The Irish Farmers’ Association (IFA) has said that milk price cuts announced by processors this month have “effectively eliminated” the premium paid to liquid milk producers.

Over the past week, milk processors around the country have confirmed base milk price reductions of between 4-7c/L.

The processors have blamed a significant drop in global dairy market prices from the record highs during 2022.

This is due to stronger global milk supply volumes and the impact of inflation on consumer demand.

Price cuts

However, these announcements will take a serious toll on farmers producing liquid milk, according to IFA Liquid Milk Committee chair, Keith O’Boyle.

“Our autumn calvers are at peak milk production in January, so milk price cuts of this magnitude have a profound impact on our profitability and effectively wipe out our premium.

“We simply cannot afford to take these kinds of hits to our profit margins.
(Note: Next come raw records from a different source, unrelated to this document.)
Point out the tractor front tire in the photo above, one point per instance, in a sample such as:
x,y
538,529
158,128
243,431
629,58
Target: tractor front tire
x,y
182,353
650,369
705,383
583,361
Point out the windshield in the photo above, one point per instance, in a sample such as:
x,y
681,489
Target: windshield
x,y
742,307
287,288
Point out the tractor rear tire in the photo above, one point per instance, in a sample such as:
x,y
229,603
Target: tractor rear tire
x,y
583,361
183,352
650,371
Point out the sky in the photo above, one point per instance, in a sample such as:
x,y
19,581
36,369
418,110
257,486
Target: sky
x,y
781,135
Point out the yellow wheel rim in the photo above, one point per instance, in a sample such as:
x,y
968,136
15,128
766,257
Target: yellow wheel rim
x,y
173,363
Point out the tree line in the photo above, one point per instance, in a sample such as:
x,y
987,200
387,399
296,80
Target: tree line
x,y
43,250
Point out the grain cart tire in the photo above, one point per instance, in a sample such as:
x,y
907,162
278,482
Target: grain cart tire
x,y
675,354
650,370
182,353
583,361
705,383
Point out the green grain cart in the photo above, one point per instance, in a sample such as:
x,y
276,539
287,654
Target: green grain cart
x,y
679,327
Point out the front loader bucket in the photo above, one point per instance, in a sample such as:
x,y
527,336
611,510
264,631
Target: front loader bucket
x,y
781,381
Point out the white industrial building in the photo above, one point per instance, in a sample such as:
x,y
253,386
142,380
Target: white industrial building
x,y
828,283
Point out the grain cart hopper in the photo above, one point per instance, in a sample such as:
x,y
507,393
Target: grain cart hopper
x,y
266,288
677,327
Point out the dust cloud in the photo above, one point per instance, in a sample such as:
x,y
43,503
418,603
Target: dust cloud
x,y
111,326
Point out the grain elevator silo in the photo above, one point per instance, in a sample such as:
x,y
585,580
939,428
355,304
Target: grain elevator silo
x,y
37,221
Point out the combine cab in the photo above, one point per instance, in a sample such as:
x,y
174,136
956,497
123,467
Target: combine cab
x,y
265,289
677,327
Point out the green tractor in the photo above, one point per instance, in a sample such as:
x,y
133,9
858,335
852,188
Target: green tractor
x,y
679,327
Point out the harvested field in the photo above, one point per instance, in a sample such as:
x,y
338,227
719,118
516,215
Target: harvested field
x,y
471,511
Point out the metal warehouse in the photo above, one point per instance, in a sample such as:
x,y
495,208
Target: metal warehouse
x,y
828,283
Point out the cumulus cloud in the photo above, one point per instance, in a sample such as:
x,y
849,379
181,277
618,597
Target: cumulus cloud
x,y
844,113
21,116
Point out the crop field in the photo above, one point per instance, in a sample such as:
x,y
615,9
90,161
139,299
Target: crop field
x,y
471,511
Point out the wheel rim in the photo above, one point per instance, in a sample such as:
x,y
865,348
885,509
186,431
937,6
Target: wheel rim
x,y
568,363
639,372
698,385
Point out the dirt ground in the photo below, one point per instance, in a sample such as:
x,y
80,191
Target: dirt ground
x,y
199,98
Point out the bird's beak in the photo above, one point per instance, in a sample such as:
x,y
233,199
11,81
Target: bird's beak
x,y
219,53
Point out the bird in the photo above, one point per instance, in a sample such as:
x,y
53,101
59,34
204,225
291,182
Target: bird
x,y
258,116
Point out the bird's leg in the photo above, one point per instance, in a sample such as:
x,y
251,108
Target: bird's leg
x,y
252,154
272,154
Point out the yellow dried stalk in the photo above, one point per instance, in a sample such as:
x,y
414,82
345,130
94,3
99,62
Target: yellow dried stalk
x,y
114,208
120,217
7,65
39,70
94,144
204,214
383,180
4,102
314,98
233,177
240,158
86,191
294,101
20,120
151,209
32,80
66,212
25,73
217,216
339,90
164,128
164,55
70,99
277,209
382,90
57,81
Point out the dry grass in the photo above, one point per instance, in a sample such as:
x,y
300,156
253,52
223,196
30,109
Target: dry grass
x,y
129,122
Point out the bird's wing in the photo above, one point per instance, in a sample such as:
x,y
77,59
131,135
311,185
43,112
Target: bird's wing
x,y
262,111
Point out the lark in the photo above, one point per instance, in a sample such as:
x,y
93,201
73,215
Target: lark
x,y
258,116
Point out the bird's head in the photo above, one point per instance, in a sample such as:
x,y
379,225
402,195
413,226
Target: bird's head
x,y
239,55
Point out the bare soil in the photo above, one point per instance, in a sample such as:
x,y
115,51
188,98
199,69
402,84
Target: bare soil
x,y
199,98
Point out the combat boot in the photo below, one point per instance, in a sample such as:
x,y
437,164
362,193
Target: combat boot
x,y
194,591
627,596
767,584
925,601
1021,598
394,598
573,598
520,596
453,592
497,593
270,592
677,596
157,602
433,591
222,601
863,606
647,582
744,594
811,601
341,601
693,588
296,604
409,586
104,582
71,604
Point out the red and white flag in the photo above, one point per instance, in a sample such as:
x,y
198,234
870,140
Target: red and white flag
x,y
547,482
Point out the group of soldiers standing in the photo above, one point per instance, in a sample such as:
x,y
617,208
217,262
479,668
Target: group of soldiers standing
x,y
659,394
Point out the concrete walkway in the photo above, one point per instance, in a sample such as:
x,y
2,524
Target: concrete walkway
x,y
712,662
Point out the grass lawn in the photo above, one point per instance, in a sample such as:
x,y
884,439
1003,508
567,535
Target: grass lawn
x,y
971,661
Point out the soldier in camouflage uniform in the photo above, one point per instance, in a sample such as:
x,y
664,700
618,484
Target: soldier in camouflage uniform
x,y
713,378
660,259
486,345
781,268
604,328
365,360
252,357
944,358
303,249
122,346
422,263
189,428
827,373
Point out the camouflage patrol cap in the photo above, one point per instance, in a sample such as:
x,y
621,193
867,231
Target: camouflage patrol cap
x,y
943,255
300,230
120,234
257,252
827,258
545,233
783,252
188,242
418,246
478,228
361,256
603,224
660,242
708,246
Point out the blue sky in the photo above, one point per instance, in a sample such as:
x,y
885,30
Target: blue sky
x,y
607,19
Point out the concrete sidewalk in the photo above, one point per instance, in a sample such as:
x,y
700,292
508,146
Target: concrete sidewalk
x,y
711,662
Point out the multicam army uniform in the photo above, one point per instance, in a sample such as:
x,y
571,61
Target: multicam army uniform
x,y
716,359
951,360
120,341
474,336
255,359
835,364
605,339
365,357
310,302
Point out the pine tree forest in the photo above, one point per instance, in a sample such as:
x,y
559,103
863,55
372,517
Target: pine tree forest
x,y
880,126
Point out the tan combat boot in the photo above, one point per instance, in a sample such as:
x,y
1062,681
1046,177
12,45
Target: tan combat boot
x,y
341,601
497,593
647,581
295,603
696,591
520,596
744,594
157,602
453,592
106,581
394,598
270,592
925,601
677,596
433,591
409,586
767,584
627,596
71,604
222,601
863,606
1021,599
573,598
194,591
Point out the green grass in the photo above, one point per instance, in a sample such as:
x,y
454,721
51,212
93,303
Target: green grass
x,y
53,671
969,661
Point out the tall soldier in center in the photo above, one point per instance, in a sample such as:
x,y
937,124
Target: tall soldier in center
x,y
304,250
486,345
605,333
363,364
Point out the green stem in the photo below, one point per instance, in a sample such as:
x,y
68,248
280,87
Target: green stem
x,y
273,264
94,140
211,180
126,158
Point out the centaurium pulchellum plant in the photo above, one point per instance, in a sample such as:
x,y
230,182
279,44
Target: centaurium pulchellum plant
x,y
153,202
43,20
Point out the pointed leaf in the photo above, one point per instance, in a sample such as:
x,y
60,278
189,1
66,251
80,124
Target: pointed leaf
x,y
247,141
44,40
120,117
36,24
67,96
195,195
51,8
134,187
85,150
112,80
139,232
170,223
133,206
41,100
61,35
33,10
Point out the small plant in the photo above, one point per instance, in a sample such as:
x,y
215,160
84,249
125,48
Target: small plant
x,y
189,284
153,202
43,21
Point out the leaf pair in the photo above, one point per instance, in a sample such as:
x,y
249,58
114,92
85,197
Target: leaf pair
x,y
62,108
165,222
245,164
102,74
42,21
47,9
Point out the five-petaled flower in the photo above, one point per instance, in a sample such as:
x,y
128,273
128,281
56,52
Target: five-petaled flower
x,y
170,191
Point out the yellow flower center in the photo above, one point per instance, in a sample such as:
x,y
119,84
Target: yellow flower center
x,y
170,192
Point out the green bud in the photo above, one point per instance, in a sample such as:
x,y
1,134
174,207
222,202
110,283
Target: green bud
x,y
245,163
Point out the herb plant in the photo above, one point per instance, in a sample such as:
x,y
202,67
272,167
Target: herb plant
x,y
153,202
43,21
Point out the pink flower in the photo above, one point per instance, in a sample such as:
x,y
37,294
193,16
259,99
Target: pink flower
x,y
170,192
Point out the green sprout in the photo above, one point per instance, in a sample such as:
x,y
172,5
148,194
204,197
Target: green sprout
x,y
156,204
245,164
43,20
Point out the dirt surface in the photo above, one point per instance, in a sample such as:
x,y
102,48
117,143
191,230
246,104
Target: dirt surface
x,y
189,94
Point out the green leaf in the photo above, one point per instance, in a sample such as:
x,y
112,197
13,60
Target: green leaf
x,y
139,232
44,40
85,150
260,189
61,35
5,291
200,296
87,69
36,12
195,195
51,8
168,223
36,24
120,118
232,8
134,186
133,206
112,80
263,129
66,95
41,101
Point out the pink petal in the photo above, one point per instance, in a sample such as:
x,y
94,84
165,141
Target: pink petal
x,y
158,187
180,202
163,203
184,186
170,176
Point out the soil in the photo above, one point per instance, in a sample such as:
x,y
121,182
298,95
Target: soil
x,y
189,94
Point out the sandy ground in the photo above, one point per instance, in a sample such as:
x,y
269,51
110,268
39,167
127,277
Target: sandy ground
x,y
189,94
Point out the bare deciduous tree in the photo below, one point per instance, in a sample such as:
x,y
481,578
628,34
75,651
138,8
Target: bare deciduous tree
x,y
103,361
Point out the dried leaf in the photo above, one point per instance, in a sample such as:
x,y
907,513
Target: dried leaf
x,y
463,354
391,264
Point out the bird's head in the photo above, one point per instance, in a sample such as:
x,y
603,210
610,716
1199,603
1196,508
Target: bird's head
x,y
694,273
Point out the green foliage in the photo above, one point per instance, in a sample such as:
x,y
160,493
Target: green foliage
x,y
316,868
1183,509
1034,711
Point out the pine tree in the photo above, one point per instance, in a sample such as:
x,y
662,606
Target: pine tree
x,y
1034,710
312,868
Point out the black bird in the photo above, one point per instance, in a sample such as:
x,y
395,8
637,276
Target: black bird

Without a liquid milk premium, the supply of daily fresh milk for supermarket shelves will become unsustainable,” he said.

Doyle children

O’Boyle said that input costs for dairy farmers producing fresh milk over the winter months have remained at “an all-time high”.

He said that these farmers have a higher dependence on concentrate feed which is currently costing over €500/tonne.

“While milk processors continue to encourage spring milk producers to produce more milk early in the year by offering ‘seasonal’ or ‘early lactation’ bonuses, these are not available to liquid milk producers.

“These bonuses must be paid to liquid milk producers with immediate effect for all the milk we produce in January, February and March.

“Liquid milk processors cannot expect us to take cuts of 7c/L,” the IFA chair said.